The following diagram describes the architecture for the Email Receiver in detail.
- Responsible for fetching incoming emails from the mail servers.
- Uses industry standard protocols like IMAP or POP3 to retrieve emails securely.
- Since we anticipate a high volume of emails, we integrate a message queue system (e.g., RabbitMQ, Apache Kafka) between the Mail Receiver and Mail Filtering component.
- A database will be used to store authentication-related data and email information.
- The Mail Receiver will be implemented as a microservice because it involves continuous monitoring of email servers, which may require long-running processes and better control over resource management.
- Monitors the mail queue for new email messages fetched by the Mail Receiver.
- Implements a filtering mechanism that checks incoming emails against a whitelist with the email addresses of the most popular travel agencies (airlines, hotels, car rentals) provided by the system.
- Utilizes NLP libraries (e.g., Apache OpenNLP, StanfordNLP) to extract relevant information from the email content and filter out non travel related emails.
- The Mail Filtering component will be implemented as a serverless Lambda function. Serverless is suitable for this component because it responds to individual email events, requires auto-scaling, and can leverage event-driven triggers.
- Analyzes the content of the filtered emails to identify reservation-related information.

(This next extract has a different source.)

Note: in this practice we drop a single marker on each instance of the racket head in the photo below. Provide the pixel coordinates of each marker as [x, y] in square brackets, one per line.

- Utilizes regular expressions, Natural Language Processing (NLP) techniques, or custom parsing rules to extract relevant data.
- Uses NLP techniques to identify and process emails in multiple languages.
- Recognizes and converts various currencies and date formats commonly found in emails. This will ensure that parsed data is accurate and standardized.
- Converts extracted data into a structured format (e.g., JSON or XML) that can be easily processed and queued for further processing.
- The Mail Parsing component will also be implemented as a serverless Lambda function. Serverless is appropriate because it provides on-demand processing for parsing individual emails and allows auto-scaling based on the volume of incoming emails.
- Manages the authentication process with the mail server on behalf of the user. After the user’s confirmation the Mail Authentication component receives a token (e.g., OAuth2 access tokens) and stores it in the Mail Filtering Database.
- A mechanism to refresh the access token using the refresh token when it expires is implemented.
- The Mail Authenticator will be implemented as a microservice because it manages user authentication and authorization, which may involve more complex business logic and user management tasks.
Communication between components will be facilitated through REST APIs and messaging queues.
Hybrid: Microservices - Event Driven Architecture
- We also considered an implementation using webhooks for a more efficient and responsive approach to email event handling.
- We also considered a functionality where the user will use a Road Warrior domain email for all the travel related communications. In this scenario all the incoming emails will be routed to the Mail Parsing and forwarded to the personal emails of the user.
- Both alternatives, despite improving the privacy of the users and the performance, were not selected because they would add complexity to the user.